Okay, nice, the Greek word was also no problem for the software. As I am a native German speaker, I wanted to give a second chance to the annotation of a German word in my last example. I chose this as an example sentence:

‘The Germans have this lovely word, Sitzfleisch,’ Professor Playfair said pleasantly when Ramy protested that they had over forty hours of reading a week.

Kuang 168

Concerning the German word “Sitzfleisch”, I was disappointed because the software classified it as a proper noun (correct: noun) and as an appositional modifier. Concerning the English words, there were also some mistakes: “Professor” was classified as a proper noun (correct: noun) and a compound, while “Playfair” was classified as a nominal subject, “have” was classified as a clausal complement, “when” was classified as an adverbial modifier and “protested” was classified as an adverbial clause modifier.

A more general problem that I encountered while annotating these sentences was that some tags like “oprd” were neither mentioned in the table we received in order to recognize the clauses and the parts of speech, nor were they mentioned in the spaCy article.

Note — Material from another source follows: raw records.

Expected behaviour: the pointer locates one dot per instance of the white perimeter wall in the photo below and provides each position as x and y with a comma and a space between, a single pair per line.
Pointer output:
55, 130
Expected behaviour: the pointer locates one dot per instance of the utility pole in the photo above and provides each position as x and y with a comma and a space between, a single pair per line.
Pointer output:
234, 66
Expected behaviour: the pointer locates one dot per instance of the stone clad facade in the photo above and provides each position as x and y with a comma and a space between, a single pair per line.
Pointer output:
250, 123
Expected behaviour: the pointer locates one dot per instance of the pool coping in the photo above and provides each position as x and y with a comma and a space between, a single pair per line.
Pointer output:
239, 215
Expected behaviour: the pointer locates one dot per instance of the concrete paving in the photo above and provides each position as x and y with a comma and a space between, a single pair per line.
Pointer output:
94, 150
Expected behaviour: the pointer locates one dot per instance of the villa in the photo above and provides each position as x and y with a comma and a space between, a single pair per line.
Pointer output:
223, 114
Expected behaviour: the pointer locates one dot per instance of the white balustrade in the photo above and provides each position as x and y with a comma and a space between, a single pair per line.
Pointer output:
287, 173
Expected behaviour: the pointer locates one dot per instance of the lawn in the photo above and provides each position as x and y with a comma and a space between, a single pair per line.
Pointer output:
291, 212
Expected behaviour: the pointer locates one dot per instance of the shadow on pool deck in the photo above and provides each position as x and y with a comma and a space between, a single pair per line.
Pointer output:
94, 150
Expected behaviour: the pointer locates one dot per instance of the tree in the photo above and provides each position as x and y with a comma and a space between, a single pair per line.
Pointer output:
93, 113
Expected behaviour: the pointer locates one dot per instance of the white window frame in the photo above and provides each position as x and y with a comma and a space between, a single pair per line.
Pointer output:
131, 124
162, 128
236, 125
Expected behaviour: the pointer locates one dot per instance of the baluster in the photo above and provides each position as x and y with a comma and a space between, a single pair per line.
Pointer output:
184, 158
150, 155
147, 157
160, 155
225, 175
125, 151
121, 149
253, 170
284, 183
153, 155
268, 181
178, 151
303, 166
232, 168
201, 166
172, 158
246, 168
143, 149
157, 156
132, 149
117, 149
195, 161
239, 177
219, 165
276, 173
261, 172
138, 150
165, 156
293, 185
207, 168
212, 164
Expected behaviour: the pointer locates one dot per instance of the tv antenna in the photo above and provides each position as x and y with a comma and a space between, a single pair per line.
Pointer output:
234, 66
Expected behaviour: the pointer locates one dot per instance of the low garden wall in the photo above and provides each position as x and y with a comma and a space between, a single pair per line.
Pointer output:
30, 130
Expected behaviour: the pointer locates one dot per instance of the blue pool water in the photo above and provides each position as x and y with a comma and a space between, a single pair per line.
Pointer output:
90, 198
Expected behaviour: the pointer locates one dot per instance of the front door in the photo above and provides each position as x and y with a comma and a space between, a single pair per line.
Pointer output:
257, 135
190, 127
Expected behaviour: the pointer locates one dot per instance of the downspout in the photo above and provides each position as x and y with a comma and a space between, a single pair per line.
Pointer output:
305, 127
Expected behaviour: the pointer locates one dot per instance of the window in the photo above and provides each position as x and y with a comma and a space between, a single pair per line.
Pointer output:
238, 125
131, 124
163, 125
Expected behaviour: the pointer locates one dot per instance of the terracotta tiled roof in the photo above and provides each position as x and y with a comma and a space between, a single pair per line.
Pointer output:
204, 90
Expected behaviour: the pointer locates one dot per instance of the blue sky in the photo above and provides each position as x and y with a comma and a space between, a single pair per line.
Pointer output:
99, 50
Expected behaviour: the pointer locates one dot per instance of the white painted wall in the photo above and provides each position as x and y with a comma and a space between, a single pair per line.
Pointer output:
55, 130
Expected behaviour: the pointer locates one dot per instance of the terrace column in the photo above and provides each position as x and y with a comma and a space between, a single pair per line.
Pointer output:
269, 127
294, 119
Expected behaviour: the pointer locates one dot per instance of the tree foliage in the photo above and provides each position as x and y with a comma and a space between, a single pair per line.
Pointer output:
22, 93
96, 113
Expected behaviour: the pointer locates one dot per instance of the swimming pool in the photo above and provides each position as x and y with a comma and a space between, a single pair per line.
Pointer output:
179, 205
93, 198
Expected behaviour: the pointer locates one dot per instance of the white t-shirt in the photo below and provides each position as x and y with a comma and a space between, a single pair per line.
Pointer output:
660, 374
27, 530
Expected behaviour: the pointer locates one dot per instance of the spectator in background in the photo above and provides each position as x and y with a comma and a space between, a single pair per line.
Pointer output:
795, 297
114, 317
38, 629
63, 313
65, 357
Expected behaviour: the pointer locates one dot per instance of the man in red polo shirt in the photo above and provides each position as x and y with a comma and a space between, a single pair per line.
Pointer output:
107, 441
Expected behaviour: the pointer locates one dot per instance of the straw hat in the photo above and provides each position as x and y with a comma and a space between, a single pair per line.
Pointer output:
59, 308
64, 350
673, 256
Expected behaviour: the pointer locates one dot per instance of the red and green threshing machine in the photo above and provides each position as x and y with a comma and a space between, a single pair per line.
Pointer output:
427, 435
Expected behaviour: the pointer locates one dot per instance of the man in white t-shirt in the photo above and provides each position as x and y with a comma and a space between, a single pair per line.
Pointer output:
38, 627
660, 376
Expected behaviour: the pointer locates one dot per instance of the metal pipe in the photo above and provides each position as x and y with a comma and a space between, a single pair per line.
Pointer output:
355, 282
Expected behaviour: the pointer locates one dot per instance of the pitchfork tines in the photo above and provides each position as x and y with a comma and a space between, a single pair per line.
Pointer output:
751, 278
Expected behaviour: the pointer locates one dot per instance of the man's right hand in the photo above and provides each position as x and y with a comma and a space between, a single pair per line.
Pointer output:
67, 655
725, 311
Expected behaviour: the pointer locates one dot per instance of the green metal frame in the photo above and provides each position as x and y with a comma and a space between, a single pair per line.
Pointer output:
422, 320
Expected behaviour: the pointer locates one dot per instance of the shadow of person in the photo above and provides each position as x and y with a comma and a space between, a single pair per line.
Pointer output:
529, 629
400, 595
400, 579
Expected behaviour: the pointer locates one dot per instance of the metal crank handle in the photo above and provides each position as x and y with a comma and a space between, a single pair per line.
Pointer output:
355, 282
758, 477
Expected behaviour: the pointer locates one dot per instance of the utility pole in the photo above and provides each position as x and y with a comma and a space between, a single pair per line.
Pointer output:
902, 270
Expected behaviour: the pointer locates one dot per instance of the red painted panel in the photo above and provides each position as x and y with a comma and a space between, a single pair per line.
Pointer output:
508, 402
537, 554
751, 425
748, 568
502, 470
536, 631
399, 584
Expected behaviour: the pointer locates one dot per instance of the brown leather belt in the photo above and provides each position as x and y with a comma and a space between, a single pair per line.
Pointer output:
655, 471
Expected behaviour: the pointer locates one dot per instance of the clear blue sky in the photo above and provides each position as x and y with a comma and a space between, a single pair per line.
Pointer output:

Instead, I found this website, which helped me with the abbreviations: https://stackoverflow.com/questions/40288323/what-do-spacys-part-of-speech-and-dependency-tags-mean.

Another, very minor technical problem concerned the work with Google Collabs. The program sometimes gave me feedback that I had opened too many notebooks that were not closed yet although I had closed them. To solve this problem, however, I simply had to click “Close all notebooks except the current” or something like that and then I could continue annotating.

On a more positive note, the software consistently succeeded in the indexing of the tokens and in classifying punctuation marks as such. The only exception that I found was the apostrophe in „’s“.

Comprehension questions

I don’t really think that I still have any comprehension questions, I am just not quite sure whether I correctly assessed the parts of speech and the dependency tags because the linguistics class in which I learned these terms was quite a long time ago in about 2017. That is also the reason why I mostly didn’t indicate the correct dependency tags if they were obviously wrong. I googled or try to look up the abbreviations and what they meant, of course, but I am still not quite sure whether there aren’t still some mistakes that I made in this regard. That’s why I also didn’t check whether the tree at the bottom of the interface was correct. There could be some answers as to why the software classifies some words the way it does, but right now, I didn’t see a systematic wrong approach to foreign words except that they are often classified as proper nouns and as compounds. I was also not quite sure how to write this blog entry as I haven’t written a blog entry yet and I am not that into blogs myself.